Identify and make congruent figures (Quantile® measure: EM120Q)

After reading the book with your child note that each page has a quilt border. In each quilt design, patterns are repeated using pieces that are the same shape and the same size. These pieces are congruent. As you turn the page, ask your child to identify as many congruent shapes as possible (look at the border as well as within the pictures). Be sure to emphasize that “congruent” means that two or more shapes have the same shape and the same size. (Point out that, inside the barn, two trowels are hanging on a rack [page 15]. Although they have the same shape, they are not congruent because they are not the same size.)

Ask your child to cut out two congruent shapes using scissors and paper. He or she can cut out one shape, trace it, and then cut out the traced shape. Then draw large congruent squares on sheets of paper. Create quilt patterns by making and coloring sections of each square. Use the squares to make a paper quilt.

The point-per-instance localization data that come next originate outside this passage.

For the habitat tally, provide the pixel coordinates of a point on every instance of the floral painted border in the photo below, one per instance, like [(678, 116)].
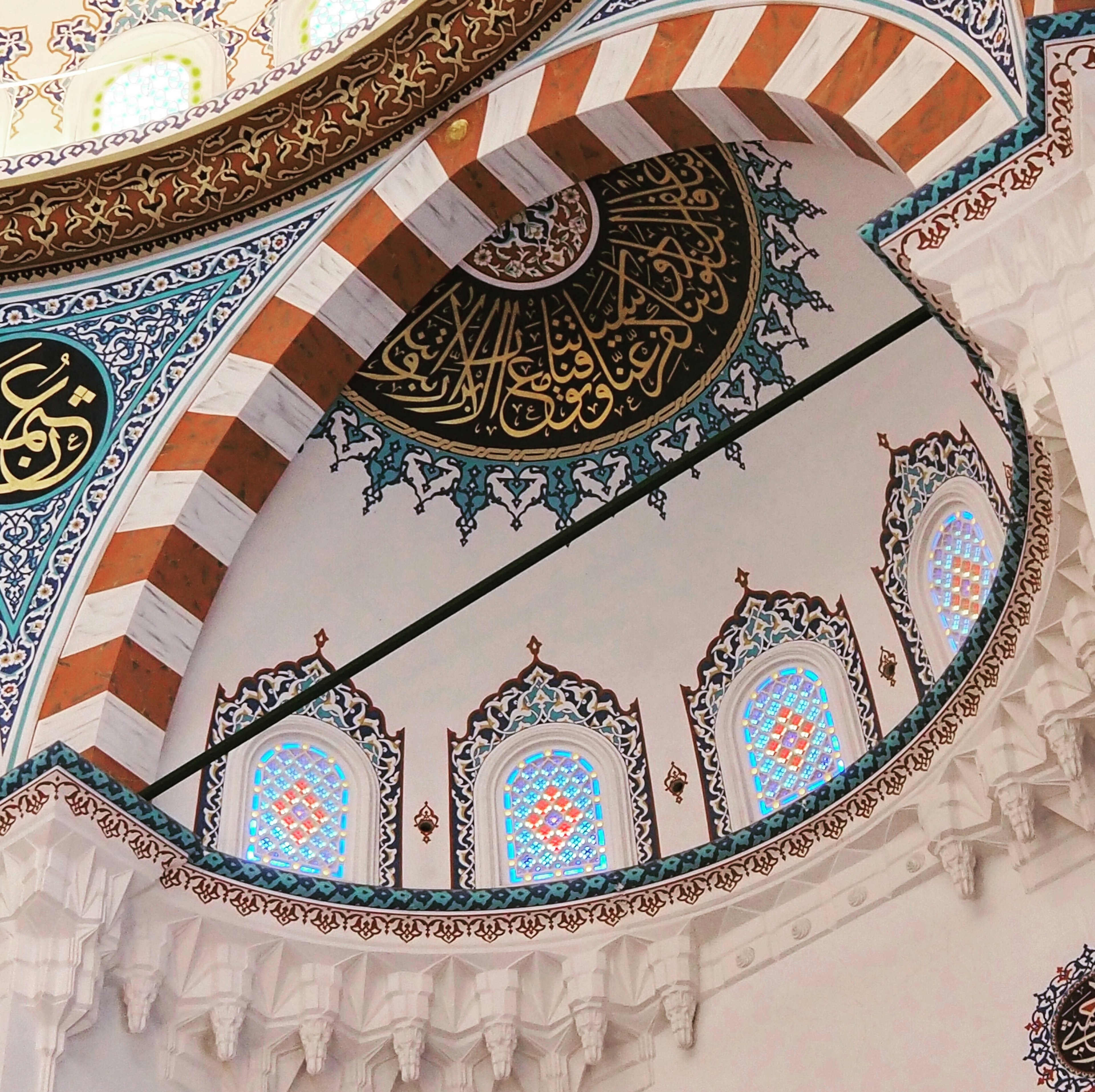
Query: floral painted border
[(154, 328), (562, 484), (763, 620), (917, 471), (540, 696), (1053, 1073), (346, 709)]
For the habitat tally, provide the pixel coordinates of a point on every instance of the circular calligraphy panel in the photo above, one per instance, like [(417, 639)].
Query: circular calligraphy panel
[(541, 246), (593, 317), (1074, 1029), (54, 409)]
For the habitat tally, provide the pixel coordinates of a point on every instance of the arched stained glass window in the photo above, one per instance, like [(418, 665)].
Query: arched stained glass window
[(330, 18), (960, 573), (790, 737), (961, 569), (554, 821), (146, 92), (299, 811)]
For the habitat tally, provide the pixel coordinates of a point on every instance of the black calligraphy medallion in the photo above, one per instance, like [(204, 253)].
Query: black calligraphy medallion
[(1074, 1028), (582, 322), (54, 409)]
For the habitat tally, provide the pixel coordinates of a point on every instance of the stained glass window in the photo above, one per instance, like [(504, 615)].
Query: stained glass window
[(330, 18), (790, 737), (299, 811), (554, 823), (960, 573), (145, 92)]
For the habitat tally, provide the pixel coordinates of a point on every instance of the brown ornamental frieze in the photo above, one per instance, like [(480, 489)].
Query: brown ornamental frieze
[(341, 118)]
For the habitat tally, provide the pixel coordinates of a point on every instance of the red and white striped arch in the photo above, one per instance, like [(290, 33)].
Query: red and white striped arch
[(777, 73)]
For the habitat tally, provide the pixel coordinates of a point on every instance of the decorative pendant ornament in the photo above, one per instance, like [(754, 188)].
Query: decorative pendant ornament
[(676, 780), (426, 821), (887, 666), (1062, 1028)]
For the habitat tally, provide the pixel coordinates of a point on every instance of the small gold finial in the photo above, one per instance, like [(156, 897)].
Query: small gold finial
[(457, 131)]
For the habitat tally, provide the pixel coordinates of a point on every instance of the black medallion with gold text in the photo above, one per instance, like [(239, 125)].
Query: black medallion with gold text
[(54, 410), (583, 321)]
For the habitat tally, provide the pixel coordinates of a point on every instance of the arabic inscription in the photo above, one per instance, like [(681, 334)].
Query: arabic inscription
[(584, 321), (54, 407)]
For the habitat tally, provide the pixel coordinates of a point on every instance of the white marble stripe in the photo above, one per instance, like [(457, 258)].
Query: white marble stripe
[(451, 224), (106, 722), (624, 133), (144, 614), (812, 124), (412, 182), (525, 169), (316, 280), (719, 114), (719, 48), (510, 112), (813, 56), (361, 314), (267, 401), (200, 506), (618, 63), (916, 70), (983, 126)]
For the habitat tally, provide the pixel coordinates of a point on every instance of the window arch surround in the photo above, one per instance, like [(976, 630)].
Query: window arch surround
[(363, 808), (173, 41), (545, 708), (491, 843), (956, 494), (345, 722), (763, 628), (742, 801)]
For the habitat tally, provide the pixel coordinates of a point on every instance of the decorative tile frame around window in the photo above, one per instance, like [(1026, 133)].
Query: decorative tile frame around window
[(346, 709), (763, 621), (545, 697), (917, 474)]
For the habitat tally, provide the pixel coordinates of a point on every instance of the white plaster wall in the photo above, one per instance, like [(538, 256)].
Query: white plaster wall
[(928, 994), (633, 605)]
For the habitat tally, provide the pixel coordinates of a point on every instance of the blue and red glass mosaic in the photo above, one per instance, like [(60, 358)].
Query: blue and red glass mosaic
[(790, 737), (554, 822), (960, 573), (299, 811)]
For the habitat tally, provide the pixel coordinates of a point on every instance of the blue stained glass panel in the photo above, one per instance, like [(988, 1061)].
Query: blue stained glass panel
[(330, 18), (961, 571), (554, 825), (790, 737), (299, 811)]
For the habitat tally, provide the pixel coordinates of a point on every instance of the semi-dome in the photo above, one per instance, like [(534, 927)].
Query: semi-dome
[(540, 540)]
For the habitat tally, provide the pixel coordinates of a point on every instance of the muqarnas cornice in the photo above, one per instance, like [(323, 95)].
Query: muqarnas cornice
[(917, 471), (544, 696), (306, 138), (344, 708), (763, 620)]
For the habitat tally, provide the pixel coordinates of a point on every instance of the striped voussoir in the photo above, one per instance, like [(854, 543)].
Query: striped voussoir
[(790, 73)]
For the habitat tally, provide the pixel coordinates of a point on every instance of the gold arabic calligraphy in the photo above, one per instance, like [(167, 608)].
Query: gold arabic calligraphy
[(636, 332), (48, 414)]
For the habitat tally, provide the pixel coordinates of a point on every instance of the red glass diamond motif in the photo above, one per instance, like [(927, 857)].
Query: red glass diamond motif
[(301, 811), (553, 819)]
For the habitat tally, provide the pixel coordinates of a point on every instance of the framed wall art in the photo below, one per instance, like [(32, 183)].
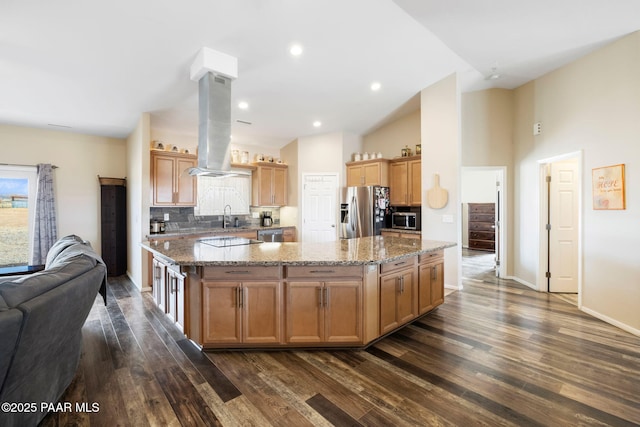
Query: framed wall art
[(608, 187)]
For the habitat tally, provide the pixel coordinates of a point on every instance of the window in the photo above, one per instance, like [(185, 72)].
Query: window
[(17, 196)]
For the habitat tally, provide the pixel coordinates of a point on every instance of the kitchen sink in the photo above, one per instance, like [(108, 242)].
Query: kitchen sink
[(225, 241)]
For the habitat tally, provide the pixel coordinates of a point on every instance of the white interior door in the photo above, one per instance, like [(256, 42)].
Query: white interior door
[(319, 207), (563, 226)]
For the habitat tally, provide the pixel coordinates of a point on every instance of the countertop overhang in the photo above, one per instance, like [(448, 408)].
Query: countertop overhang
[(358, 251)]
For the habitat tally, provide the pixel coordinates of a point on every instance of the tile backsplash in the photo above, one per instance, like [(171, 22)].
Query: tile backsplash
[(184, 218)]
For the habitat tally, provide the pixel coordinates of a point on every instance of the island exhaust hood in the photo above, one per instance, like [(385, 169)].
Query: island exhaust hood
[(214, 72)]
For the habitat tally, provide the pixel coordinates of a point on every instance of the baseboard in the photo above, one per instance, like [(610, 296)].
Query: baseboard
[(137, 285), (611, 321)]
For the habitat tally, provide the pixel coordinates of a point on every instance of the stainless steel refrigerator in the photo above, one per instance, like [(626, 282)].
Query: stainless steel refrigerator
[(364, 211)]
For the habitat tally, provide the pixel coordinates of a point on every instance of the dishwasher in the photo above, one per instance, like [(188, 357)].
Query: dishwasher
[(274, 235)]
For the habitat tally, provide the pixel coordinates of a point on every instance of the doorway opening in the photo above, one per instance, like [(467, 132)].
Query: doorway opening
[(484, 201), (560, 224), (319, 207)]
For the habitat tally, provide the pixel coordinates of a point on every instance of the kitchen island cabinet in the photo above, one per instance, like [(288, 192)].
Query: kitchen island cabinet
[(430, 281), (324, 305), (241, 305), (398, 294), (347, 293)]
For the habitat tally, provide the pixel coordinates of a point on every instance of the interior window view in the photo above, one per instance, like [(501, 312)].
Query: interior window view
[(388, 213)]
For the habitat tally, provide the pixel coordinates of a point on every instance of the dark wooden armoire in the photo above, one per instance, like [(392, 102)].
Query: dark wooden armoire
[(114, 224)]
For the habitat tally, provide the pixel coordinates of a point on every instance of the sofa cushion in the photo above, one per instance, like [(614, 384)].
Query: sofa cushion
[(59, 246), (47, 355), (30, 286), (10, 322)]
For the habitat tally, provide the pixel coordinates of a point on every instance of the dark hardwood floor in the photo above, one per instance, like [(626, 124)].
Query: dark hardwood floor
[(492, 354)]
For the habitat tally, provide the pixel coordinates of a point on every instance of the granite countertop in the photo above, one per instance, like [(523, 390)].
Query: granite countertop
[(401, 230), (198, 231), (359, 251)]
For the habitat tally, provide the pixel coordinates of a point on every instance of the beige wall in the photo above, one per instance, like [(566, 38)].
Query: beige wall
[(487, 128), (289, 213), (393, 137), (590, 107), (80, 159), (487, 141), (440, 118), (138, 201), (325, 153)]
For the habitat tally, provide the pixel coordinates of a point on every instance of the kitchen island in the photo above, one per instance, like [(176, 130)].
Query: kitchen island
[(245, 294)]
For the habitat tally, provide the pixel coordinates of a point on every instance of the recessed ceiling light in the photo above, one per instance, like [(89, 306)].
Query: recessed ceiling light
[(295, 50)]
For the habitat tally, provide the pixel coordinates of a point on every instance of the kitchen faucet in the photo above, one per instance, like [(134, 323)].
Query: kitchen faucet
[(226, 223)]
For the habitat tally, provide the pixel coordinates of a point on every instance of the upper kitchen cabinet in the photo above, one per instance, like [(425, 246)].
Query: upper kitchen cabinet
[(405, 188), (171, 184), (368, 172), (269, 184)]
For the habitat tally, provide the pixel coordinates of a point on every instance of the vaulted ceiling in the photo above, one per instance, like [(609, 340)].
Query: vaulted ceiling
[(94, 67)]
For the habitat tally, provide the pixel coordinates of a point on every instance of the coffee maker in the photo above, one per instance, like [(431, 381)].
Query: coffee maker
[(267, 221)]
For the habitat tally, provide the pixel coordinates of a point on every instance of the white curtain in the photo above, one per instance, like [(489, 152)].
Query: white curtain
[(45, 229)]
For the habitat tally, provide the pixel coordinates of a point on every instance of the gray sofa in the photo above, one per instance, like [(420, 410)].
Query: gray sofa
[(41, 318)]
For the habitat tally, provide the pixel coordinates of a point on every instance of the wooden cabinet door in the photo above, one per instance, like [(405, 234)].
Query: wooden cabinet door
[(430, 286), (289, 234), (221, 320), (175, 287), (159, 289), (354, 176), (343, 311), (186, 189), (163, 171), (305, 314), (398, 184), (398, 299), (437, 284), (415, 182), (261, 306), (279, 184), (388, 307), (265, 178), (406, 298)]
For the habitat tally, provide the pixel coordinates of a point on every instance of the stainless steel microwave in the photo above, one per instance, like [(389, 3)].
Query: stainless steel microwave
[(405, 220)]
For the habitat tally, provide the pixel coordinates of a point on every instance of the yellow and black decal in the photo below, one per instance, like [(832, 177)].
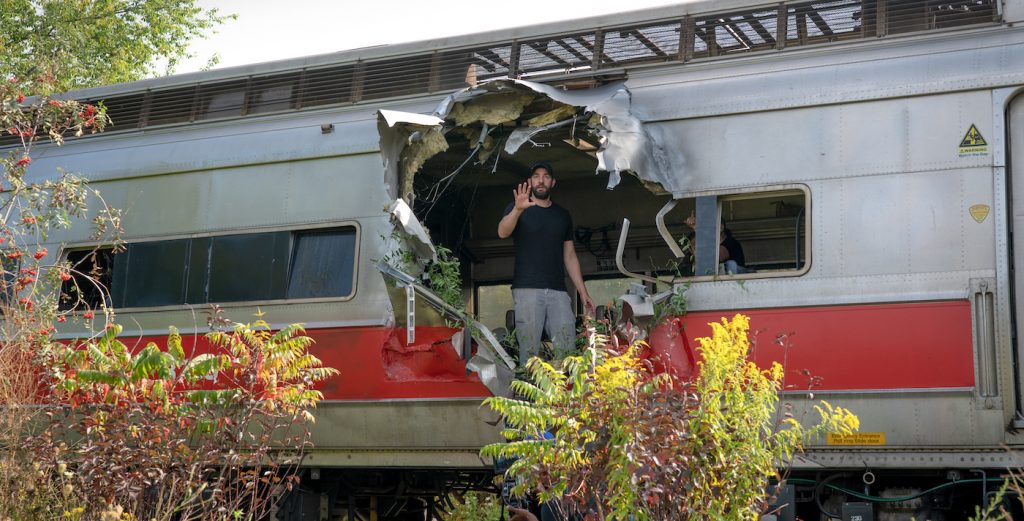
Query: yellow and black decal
[(973, 143)]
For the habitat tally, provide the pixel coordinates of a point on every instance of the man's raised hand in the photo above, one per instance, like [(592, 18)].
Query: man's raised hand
[(522, 200)]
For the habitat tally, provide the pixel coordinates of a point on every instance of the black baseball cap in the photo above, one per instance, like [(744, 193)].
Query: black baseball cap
[(542, 164)]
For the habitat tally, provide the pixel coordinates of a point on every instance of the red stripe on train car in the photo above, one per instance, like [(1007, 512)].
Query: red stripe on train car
[(856, 347), (925, 345), (375, 363)]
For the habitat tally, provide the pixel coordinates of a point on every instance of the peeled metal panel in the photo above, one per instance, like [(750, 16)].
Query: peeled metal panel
[(1015, 127)]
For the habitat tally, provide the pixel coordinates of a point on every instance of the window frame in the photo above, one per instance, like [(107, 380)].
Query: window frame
[(66, 249), (756, 192)]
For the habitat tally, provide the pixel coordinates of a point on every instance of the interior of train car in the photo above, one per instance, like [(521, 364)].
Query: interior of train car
[(461, 196)]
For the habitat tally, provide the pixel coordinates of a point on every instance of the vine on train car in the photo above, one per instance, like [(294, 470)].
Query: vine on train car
[(605, 437), (31, 208), (124, 434)]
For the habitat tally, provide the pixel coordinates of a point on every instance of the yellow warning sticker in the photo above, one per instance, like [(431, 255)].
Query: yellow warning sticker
[(979, 212), (857, 438), (973, 143)]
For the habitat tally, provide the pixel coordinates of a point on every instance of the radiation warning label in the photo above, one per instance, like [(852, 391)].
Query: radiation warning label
[(973, 143), (857, 438)]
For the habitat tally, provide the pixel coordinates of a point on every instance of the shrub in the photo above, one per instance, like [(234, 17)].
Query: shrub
[(625, 443)]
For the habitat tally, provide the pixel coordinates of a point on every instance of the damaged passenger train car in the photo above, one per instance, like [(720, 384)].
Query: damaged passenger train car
[(862, 152)]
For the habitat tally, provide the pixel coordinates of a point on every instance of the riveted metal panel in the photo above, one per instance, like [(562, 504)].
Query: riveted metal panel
[(859, 72)]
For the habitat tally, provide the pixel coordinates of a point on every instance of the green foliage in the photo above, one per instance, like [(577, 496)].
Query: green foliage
[(73, 45), (675, 305), (161, 434), (629, 444), (475, 507), (443, 275)]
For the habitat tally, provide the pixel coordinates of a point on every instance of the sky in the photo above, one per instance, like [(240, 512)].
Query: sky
[(268, 30)]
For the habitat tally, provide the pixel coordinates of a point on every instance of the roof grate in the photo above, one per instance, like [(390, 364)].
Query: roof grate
[(706, 36)]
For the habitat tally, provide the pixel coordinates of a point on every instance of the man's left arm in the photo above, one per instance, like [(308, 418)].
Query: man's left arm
[(576, 274)]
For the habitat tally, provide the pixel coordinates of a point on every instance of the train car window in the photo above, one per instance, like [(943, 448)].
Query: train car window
[(248, 267), (493, 302), (90, 277), (770, 228), (252, 266), (760, 233), (153, 274), (323, 264)]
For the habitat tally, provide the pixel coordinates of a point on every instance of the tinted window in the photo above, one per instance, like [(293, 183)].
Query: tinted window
[(90, 270), (155, 274), (248, 267), (324, 264), (223, 268)]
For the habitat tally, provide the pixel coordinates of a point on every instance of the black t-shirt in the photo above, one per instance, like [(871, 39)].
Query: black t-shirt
[(735, 251), (539, 236)]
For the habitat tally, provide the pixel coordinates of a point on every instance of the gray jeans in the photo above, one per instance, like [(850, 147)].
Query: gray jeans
[(539, 310)]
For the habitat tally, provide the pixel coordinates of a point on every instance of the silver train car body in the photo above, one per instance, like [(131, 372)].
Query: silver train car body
[(871, 180)]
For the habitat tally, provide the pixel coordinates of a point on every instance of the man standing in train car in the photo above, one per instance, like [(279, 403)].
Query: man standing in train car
[(542, 232)]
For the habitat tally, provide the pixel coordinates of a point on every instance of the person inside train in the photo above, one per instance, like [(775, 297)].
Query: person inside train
[(730, 252), (542, 234)]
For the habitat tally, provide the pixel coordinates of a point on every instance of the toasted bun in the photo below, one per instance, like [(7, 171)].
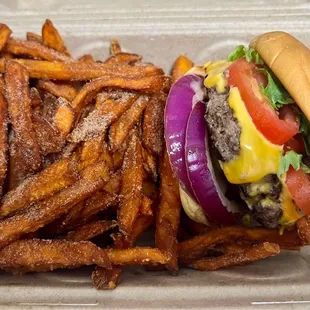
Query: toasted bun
[(289, 60)]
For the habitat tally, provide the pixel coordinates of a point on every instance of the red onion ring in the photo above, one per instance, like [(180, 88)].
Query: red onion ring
[(201, 172), (183, 96)]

Often, congruent shapes can be found in the art in a book. Notice designs in carpets or ladies’ dresses, in wagon wheels or trees. Apply some of those observations by noticing congruencies in shapes around the home (in architecture, advertising logos, wallpaper design, etc.). At the end of the book, ask your child to identify which shapes were in the men’s quilt and which were in the women’s quilt. Identify what those shapes in the quilts and borders are called - triangles, squares, trapezoids, parallelograms, or pentagons.